On top of these symptoms, your dog may appear sad and depressed or even display hyperactivity. In the later stages of poisoning, they could fall into a coma, with the real possibility of death.
The main issue is that the chemicals within the seeds have a detrimental effect on the dog’s central nervous system, potentially leading to the health problems listed above.
If your dog shows a combination of the above symptoms, seek veterinary advice immediately.
You could also contact the Pet Poison Helpline for expert help and advice.
How Would A Veterinarian Treat My Dog?
Firstly, they would check them over to find out the severity of the condition. They could give them an emetic to make them eject the remaining poppy seeds from their stomach.
If this isn’t effective, they may introduce charcoal to their system, which will bind the seeds and stop more of the opiates from entering the bloodstream.
If the dog is experiencing breathing problems, they may need to be intubated or placed in an oxygen cage to manage their oxygen levels.
The veterinarian will monitor their heart rate and vitals, administering additional drugs if necessary. They may also flush out their system using iv fluids.
Let’s be clear, to put your mind at ease: this level of poisoning would only occur if your dog munched on an opium poppy plant or gorged itself on a bag of poppy seeds you carelessly left lying around the home.
Be extra careful when out walking your dog, take note of any plants they may have ingested, and keep any cooking ingredients well out of harm’s way.
The above scenario is one that any dog owner would be desperate to avoid.
In general, the internet is an amazing source of help, advice, entertainment, and information. But when conflicting advice is offered, it can be annoying and confusing. What this article has aimed to do is to bring some clarification, to answer all your questions, and put your mind at rest.
We asked, can dogs eat poppy seeds? So, what is the answer?
The ASPCA and the Pet Poison Helpline are clear on this point: there are no safe limits when it comes to feeding poppy seeds to your dog.
Despite their excellent health benefits for humans, there are just too many varieties of poppy to be able to set a safe limit for dogs. This makes it impossible to determine toxicity levels in any given batch.
Even in humans, recent news reports have highlighted the possibility of failing drug tests due to the opioids present.
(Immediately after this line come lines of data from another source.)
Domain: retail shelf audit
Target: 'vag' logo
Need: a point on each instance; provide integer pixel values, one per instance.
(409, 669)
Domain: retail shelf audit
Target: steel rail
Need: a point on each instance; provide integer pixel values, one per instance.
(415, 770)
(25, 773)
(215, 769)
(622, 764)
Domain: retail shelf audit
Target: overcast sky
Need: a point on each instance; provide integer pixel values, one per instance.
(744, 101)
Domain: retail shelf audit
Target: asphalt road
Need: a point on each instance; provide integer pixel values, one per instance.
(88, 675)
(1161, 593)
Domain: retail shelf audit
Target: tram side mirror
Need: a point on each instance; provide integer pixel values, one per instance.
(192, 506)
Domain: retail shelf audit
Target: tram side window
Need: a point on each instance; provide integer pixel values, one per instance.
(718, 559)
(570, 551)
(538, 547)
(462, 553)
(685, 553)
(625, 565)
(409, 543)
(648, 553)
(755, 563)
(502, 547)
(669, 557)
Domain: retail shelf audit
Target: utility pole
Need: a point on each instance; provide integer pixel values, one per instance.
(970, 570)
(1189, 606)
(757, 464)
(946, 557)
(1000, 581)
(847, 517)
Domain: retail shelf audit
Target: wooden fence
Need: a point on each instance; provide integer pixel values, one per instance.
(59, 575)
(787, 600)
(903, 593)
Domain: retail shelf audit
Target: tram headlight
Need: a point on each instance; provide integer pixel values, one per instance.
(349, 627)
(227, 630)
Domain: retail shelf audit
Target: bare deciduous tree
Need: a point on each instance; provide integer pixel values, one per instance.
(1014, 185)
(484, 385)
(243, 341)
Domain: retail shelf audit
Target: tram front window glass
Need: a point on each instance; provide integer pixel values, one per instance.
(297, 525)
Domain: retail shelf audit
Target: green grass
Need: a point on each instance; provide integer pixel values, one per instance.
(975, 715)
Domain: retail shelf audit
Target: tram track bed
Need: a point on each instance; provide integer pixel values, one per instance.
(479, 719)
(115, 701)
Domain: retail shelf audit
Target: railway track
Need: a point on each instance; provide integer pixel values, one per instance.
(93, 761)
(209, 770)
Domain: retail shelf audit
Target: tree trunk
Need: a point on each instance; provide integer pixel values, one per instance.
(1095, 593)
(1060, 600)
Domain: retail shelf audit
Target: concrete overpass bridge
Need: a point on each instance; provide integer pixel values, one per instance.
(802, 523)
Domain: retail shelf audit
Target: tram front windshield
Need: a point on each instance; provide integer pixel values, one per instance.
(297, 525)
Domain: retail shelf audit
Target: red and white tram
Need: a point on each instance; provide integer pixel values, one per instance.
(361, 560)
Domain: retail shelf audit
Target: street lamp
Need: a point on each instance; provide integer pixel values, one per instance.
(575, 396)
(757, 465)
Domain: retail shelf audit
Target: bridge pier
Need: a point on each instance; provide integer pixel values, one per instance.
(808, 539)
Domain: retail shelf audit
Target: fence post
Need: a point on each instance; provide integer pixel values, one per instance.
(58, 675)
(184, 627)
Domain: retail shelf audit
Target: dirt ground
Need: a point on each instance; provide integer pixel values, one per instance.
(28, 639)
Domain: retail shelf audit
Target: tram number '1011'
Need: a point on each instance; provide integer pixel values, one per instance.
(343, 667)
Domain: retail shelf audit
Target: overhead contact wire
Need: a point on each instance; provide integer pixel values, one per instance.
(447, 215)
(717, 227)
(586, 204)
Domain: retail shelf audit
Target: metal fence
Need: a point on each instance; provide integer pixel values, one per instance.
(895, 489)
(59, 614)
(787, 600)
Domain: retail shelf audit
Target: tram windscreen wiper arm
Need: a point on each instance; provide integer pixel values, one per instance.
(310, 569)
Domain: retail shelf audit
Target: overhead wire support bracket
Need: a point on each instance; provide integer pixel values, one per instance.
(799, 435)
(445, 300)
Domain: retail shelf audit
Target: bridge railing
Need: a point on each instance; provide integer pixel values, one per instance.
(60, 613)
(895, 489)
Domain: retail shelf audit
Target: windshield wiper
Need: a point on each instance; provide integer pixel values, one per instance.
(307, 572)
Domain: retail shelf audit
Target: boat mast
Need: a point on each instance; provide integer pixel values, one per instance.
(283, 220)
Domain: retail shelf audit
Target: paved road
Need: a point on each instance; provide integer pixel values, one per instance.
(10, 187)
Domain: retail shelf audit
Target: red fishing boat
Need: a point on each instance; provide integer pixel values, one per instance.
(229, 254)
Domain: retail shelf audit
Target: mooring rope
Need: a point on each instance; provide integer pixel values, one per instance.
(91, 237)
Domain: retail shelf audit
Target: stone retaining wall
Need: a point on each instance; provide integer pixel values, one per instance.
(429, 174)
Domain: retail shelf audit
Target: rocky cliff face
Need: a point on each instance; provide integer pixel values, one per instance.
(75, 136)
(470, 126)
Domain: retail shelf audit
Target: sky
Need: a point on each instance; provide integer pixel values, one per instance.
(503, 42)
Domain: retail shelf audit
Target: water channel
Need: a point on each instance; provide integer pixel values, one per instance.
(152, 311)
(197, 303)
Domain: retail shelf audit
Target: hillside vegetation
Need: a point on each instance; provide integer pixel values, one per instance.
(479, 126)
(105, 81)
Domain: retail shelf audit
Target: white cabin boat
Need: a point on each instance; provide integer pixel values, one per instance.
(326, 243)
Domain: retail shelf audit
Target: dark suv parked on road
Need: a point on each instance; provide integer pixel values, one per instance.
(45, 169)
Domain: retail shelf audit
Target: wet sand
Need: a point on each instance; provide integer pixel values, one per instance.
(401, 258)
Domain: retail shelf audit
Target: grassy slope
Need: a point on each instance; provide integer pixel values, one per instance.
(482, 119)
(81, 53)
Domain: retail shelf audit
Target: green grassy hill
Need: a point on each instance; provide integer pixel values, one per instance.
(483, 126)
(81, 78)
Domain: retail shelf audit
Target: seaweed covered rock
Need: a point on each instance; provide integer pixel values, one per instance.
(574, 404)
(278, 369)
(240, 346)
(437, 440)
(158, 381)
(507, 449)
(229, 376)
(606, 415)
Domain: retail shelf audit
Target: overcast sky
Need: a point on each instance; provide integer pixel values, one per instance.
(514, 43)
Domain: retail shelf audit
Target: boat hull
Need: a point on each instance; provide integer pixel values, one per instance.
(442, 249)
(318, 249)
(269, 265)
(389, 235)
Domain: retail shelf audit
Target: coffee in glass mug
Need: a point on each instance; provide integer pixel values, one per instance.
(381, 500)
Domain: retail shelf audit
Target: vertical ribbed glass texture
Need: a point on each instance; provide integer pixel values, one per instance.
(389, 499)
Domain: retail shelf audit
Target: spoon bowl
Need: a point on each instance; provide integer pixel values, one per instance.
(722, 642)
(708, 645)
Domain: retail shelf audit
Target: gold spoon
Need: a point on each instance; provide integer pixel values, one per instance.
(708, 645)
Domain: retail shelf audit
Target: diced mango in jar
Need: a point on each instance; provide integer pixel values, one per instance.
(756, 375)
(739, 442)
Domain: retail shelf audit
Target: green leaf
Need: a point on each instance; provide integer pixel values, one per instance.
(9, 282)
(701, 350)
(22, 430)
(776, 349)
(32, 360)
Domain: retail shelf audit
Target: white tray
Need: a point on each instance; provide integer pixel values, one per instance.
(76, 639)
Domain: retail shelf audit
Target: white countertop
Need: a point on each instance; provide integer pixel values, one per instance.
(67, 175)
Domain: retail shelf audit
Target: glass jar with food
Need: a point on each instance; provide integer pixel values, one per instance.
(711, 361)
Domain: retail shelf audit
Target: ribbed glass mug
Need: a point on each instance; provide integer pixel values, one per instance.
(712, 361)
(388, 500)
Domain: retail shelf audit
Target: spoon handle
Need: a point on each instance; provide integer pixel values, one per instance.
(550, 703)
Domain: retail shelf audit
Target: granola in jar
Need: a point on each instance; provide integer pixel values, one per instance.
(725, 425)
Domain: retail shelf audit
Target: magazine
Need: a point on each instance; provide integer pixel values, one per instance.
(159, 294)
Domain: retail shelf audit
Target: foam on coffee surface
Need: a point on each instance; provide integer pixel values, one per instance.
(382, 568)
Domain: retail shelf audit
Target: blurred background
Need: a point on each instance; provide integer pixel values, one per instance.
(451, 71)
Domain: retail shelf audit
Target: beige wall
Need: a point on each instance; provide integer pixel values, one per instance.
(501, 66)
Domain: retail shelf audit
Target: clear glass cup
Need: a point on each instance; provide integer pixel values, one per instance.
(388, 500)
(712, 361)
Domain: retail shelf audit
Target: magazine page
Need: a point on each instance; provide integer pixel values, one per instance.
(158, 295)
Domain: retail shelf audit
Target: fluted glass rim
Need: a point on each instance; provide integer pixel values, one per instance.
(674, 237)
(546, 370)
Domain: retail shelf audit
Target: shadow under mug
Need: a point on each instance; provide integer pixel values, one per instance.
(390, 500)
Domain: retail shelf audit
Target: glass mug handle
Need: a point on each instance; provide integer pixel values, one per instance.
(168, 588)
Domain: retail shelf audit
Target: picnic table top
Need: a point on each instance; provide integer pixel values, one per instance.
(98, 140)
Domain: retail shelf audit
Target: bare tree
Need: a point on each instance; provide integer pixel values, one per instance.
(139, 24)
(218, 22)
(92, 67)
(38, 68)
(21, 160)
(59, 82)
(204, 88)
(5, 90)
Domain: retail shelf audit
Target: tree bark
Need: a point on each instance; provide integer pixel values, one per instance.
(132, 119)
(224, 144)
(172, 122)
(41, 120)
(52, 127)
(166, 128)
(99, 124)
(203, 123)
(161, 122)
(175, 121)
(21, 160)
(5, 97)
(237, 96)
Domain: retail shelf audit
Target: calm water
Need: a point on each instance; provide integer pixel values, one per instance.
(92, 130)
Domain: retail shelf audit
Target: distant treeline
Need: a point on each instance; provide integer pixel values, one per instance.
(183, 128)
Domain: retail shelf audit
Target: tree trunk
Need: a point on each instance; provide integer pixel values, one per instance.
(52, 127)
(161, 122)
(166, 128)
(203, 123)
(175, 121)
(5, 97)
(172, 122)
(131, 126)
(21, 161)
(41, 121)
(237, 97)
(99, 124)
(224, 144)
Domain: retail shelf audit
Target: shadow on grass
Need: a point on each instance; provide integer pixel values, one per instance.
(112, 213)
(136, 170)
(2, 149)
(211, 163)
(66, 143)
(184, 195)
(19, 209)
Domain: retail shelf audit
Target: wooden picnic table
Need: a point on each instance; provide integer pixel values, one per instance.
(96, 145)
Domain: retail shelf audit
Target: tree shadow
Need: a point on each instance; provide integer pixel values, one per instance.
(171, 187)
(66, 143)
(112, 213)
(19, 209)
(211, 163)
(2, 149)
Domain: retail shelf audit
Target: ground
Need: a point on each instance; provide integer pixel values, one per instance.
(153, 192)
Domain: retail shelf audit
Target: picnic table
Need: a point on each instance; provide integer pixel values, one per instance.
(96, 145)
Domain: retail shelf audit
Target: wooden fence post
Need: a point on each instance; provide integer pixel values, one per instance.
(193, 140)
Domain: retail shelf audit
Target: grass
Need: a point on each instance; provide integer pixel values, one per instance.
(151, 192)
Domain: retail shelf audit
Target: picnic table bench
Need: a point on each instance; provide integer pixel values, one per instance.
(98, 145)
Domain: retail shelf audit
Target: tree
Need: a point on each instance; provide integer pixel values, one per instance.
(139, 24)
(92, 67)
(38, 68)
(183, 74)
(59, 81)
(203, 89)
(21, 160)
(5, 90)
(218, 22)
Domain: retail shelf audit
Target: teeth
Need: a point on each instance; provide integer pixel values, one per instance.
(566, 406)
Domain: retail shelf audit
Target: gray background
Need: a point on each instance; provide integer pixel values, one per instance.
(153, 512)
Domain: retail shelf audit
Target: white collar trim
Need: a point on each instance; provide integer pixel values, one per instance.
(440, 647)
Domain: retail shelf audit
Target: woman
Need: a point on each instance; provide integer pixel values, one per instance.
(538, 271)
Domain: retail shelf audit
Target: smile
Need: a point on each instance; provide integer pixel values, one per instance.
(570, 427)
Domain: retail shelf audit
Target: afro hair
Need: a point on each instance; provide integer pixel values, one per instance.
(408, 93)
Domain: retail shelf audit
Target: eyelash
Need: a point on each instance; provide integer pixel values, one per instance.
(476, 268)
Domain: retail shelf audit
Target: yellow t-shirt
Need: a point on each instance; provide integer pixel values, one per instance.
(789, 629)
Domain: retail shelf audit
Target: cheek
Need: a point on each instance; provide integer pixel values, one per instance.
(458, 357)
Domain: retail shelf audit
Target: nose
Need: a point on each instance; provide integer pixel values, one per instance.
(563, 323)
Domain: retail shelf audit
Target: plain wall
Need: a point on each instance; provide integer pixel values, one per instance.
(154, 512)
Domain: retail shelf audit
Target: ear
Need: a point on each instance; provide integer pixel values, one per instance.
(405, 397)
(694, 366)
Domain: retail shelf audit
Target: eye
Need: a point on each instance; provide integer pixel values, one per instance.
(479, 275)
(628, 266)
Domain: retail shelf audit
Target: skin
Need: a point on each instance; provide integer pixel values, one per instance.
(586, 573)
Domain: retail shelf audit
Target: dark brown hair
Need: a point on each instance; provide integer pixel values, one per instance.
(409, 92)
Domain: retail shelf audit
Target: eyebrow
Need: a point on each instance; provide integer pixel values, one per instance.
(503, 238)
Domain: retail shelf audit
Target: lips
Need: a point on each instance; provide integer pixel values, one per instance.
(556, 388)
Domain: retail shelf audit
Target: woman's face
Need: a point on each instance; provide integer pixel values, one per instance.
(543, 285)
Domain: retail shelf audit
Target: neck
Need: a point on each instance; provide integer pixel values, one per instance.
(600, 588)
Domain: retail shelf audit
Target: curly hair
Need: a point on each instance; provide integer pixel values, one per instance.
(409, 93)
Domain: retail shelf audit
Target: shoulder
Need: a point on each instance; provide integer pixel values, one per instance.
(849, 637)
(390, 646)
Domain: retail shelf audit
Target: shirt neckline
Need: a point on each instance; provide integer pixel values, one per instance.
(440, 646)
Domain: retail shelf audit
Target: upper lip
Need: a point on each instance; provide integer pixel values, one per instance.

These effects are more pronounced in our pets, with small dogs being particularly vulnerable.
Again, a small amount of poppy seeds should not cause too many problems. Say, for example, you fed them (or they stole!) a poppy seed muffin. Don’t panic. Just watch for any telltale signs.
Photo from: @hiiamcleo
Overall, then, we can say with some authority that eating poppy seeds is not good for your dog. A small amount, perhaps accidentally, should not be harmful, but veterinary advice should always be sought.
It’s important to stress once again that the wider issue here is that those little black seeds are only part of the problem. The wider issue relates to what the seeds are likely to be scattered on or baked in. Dogs are vulnerable to getting sick from a whole host of foods we consume, which needs to be kept in mind.
Stick to your regular feeding regime for your dog to maintain a healthy diet, with the occasional treat. Dogs really aren’t built for most ‘human foods,’ so you are really doing them a great favor by skipping it from their diet, in spite of those big, pleading eyes.